# Green Hulk Taiwan Bees??



## mr_bako (Dec 23, 2010)

I wrongfully borrowed this image off of google.
I do not own this image but I was curious to know

Does anyone want these?


----------



## eatmysox (Jul 24, 2012)

I do!! 

Sent from my Nexus 4 using Tapatalk 4


----------



## bettaforu (Sep 6, 2009)

I had a couple of these last year, but they eventually turned black/white.

Not sure if they are stable yet....nice looking color, but its a hit or a miss if your offspring will look the same or retain the deep greenish hue. 

You can always get some in and see if your can selectively breed the color!


----------



## mr_bako (Dec 23, 2010)

*Green Hulks ARE COMING!*



bettaforu said:


> I had a couple of these last year, but they eventually turned black/white.
> 
> Not sure if they are stable yet....nice looking color, but its a hit or a miss if your offspring will look the same or retain the deep greenish hue.
> 
> You can always get some in and see if your can selectively breed the color!
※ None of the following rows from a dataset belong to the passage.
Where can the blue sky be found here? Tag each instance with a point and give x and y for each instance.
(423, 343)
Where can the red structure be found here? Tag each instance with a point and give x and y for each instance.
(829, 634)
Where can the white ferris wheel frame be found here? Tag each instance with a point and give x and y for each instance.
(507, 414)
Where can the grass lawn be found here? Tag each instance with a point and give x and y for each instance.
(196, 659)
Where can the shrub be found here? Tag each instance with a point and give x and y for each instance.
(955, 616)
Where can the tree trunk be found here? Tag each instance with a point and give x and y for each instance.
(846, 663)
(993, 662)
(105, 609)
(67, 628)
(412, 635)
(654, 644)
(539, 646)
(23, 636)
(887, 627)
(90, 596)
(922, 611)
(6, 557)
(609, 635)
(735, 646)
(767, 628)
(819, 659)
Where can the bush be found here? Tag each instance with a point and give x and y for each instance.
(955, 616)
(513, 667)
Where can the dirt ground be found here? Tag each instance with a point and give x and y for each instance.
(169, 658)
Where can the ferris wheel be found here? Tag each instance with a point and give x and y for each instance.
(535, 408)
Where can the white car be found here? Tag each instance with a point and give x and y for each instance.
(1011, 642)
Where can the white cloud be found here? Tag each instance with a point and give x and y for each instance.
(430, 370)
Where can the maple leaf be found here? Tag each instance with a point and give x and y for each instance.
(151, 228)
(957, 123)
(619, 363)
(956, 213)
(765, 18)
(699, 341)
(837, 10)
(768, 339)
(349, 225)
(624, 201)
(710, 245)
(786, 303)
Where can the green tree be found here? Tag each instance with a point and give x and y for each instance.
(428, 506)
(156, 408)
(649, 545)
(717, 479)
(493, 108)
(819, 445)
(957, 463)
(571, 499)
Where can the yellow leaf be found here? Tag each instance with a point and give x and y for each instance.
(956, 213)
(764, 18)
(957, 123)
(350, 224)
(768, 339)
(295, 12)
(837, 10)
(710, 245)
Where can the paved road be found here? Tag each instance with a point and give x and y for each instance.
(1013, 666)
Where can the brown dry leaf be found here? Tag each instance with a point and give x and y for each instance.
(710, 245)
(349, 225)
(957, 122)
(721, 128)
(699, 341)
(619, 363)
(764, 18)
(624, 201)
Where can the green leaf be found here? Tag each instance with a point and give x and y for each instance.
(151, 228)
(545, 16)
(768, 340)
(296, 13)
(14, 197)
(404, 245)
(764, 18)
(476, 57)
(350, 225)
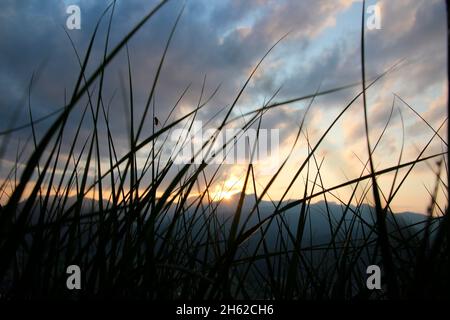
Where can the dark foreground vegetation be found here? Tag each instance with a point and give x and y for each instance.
(145, 241)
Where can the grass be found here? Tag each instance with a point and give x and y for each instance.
(146, 241)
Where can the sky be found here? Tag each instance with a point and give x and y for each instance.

Anyways, I like them enough I am bringing them in. 
*Only 25 *will be available as breeder has very limited supplies.

quote from supplier.
"stability of the color is almost stable"

There are greenish, brownish, blackish offsprings.  
its up to you to piss them off and incredible hulk them!


----------



## Bigdaddyo (Jan 23, 2010)

When are you getting these?


----------



## mr_bako (Dec 23, 2010)

*Date*



Bigdaddyo said:


> When are you getting these?


Should be ready to go home this coming weekend!


----------



## bettaforu (Sep 6, 2009)

here is pic of my green hulk. I ended up with 2 of them, but as I mentioned and experienced by others, they turn black after maturity.
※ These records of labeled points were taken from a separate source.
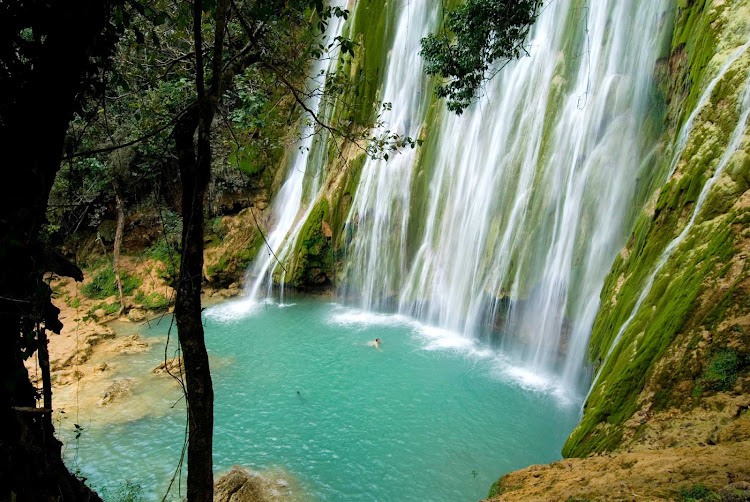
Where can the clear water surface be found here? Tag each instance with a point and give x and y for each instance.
(432, 416)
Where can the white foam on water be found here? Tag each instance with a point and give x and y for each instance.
(434, 338)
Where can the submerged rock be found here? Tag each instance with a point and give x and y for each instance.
(171, 366)
(242, 485)
(117, 390)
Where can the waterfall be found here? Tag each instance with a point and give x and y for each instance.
(527, 193)
(734, 144)
(302, 184)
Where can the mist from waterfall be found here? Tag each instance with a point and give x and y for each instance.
(528, 192)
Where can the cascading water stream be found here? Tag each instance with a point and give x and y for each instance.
(735, 141)
(527, 192)
(302, 184)
(687, 127)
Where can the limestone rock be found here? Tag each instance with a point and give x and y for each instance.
(242, 485)
(136, 315)
(117, 390)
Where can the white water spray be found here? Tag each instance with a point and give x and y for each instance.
(293, 203)
(732, 147)
(527, 192)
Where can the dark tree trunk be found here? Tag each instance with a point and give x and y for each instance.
(194, 173)
(37, 100)
(118, 242)
(194, 159)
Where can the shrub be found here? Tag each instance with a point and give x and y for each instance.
(697, 493)
(166, 254)
(154, 301)
(103, 284)
(722, 371)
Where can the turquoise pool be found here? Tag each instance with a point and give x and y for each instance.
(430, 416)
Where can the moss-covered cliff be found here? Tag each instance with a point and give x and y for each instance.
(688, 340)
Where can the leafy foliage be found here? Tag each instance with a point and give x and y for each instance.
(722, 372)
(103, 284)
(476, 35)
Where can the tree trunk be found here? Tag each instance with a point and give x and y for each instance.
(118, 243)
(194, 175)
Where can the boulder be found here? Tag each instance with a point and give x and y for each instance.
(242, 485)
(171, 366)
(117, 390)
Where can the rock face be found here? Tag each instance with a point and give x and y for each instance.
(170, 367)
(242, 485)
(117, 390)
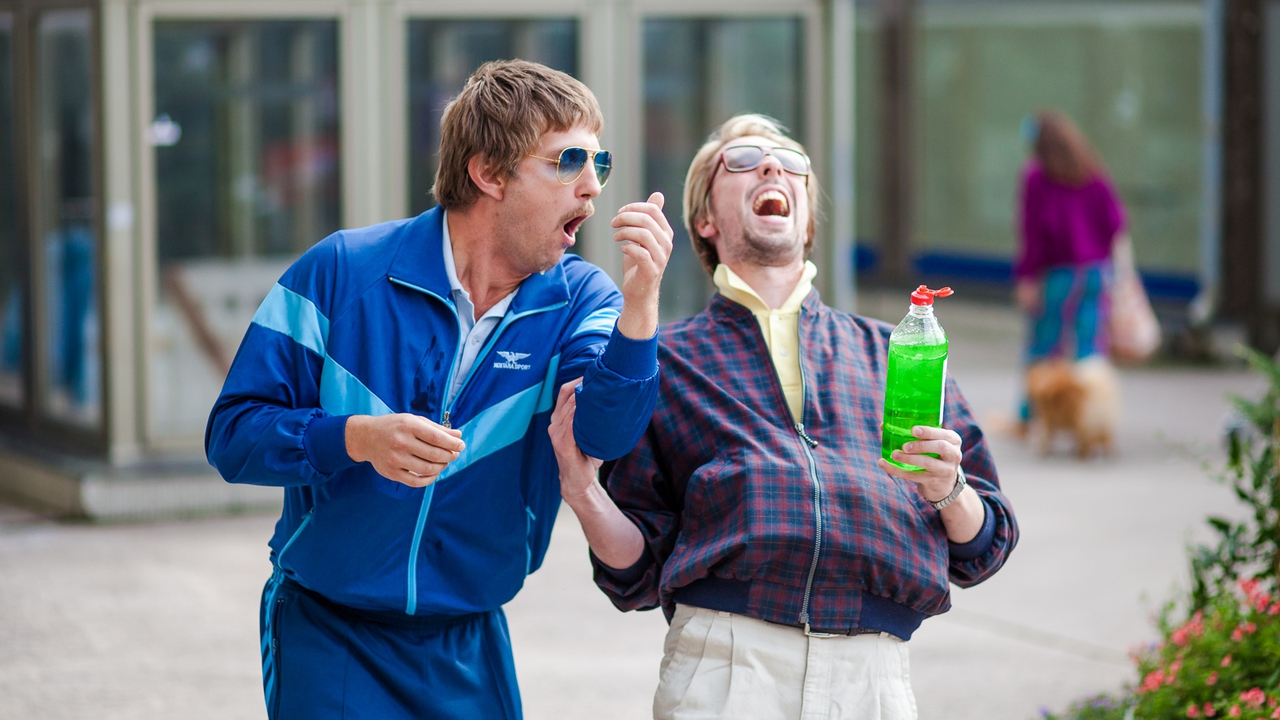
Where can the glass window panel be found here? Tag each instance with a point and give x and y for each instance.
(1129, 74)
(12, 286)
(65, 220)
(442, 54)
(696, 74)
(247, 177)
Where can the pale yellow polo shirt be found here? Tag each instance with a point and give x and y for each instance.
(781, 328)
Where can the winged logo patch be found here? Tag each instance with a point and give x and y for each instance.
(512, 360)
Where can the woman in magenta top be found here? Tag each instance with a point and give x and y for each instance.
(1070, 219)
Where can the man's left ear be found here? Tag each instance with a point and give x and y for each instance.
(485, 177)
(705, 227)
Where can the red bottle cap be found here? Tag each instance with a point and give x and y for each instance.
(924, 296)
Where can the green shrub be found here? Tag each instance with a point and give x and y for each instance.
(1223, 657)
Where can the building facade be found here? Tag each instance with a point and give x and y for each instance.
(161, 162)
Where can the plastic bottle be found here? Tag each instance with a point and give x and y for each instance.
(914, 391)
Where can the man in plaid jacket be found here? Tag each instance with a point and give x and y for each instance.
(791, 560)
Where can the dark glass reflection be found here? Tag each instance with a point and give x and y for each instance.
(12, 287)
(64, 127)
(246, 141)
(442, 54)
(696, 74)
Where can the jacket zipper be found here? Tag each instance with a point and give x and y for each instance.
(411, 600)
(808, 443)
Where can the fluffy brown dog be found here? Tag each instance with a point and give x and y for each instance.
(1078, 399)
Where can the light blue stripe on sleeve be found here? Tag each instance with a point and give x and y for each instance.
(342, 393)
(599, 322)
(503, 423)
(288, 313)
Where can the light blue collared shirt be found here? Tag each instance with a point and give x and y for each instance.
(474, 332)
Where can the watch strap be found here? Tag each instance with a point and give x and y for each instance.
(955, 492)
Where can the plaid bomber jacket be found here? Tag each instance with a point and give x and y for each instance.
(746, 511)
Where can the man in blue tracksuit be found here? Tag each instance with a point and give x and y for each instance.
(398, 383)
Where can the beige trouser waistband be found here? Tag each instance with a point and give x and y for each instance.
(718, 665)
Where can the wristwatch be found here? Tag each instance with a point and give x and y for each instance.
(955, 492)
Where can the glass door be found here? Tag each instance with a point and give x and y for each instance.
(699, 72)
(247, 177)
(65, 220)
(13, 259)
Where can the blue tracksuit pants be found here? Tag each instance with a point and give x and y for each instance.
(323, 661)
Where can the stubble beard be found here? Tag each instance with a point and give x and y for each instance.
(772, 250)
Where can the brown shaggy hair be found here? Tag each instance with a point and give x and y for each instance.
(501, 114)
(1063, 151)
(698, 182)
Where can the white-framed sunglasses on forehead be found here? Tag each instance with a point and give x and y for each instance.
(745, 158)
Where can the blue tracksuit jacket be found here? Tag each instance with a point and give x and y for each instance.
(364, 323)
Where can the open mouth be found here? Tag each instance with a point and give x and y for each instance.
(772, 203)
(572, 224)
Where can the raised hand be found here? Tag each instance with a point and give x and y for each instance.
(938, 475)
(403, 447)
(645, 236)
(577, 470)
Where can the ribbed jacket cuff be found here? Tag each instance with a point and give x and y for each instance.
(627, 575)
(635, 359)
(325, 442)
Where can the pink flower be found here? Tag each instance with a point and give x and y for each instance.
(1253, 698)
(1152, 680)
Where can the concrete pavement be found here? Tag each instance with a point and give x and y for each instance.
(160, 620)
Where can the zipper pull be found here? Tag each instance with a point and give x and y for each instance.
(804, 436)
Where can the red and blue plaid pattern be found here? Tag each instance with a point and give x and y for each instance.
(721, 486)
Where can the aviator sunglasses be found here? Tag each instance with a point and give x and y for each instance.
(572, 162)
(745, 158)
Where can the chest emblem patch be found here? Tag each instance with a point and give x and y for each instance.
(512, 360)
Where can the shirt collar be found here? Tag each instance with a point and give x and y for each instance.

Maybe you will have more luck with yours...just pick the brightest green color of male and female and try to breed them. That way you might luck out and get a more clear green coloration in the next generation.

They still don't know why this green color happens.


----------



## mr_bako (Dec 23, 2010)

*why is it green?*



bettaforu said:


> They still don't know why this green color happens.
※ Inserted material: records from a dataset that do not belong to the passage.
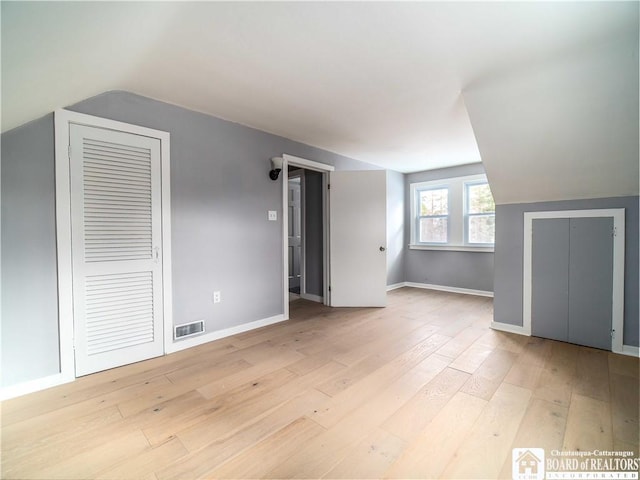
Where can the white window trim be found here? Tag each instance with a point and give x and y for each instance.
(457, 218)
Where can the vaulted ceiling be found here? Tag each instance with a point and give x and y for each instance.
(544, 93)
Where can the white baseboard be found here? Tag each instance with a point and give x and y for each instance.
(312, 297)
(446, 288)
(226, 332)
(59, 379)
(507, 327)
(34, 386)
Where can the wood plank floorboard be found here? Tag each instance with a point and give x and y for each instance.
(420, 389)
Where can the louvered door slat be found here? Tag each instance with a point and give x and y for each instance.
(116, 193)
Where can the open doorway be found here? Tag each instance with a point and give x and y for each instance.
(306, 234)
(295, 230)
(314, 231)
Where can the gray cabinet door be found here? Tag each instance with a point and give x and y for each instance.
(591, 281)
(550, 278)
(572, 280)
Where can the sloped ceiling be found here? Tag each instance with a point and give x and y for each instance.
(544, 93)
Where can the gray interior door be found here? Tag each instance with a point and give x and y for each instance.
(550, 278)
(572, 280)
(591, 281)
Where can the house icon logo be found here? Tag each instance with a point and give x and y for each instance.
(527, 464)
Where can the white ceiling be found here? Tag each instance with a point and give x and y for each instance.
(389, 83)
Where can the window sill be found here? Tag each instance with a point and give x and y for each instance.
(452, 248)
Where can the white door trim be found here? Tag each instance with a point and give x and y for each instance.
(617, 311)
(318, 167)
(62, 120)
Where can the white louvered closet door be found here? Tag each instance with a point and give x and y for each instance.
(116, 245)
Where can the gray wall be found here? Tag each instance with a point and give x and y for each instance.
(473, 270)
(221, 239)
(29, 272)
(396, 242)
(509, 258)
(313, 235)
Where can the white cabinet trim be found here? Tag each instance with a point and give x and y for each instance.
(617, 313)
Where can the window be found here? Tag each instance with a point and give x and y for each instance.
(453, 214)
(480, 212)
(434, 215)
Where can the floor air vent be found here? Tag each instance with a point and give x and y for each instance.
(189, 329)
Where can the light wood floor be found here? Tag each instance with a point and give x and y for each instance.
(420, 389)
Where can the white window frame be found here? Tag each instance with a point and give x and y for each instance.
(417, 217)
(467, 215)
(456, 228)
So, the green color happens because there is a low density in the black/blue hues coloration in the shell.

This low density of color is actually caused by the thinning of the shell in the BKK making it look Green.

So in breeding these green hulks you are actually looking to stabilize the green by breeding bkk with ultra thin shells


----------



## chance (Mar 12, 2013)

Price of these bad boys?


----------



## mr_bako (Dec 23, 2010)

*green hulk prices*

*green hulks are $45.99 ea

or $39.99ea for 3 or more!*


----------



## chance (Mar 12, 2013)

$30.99 5 or more on website? If so anyone want to split the gb


----------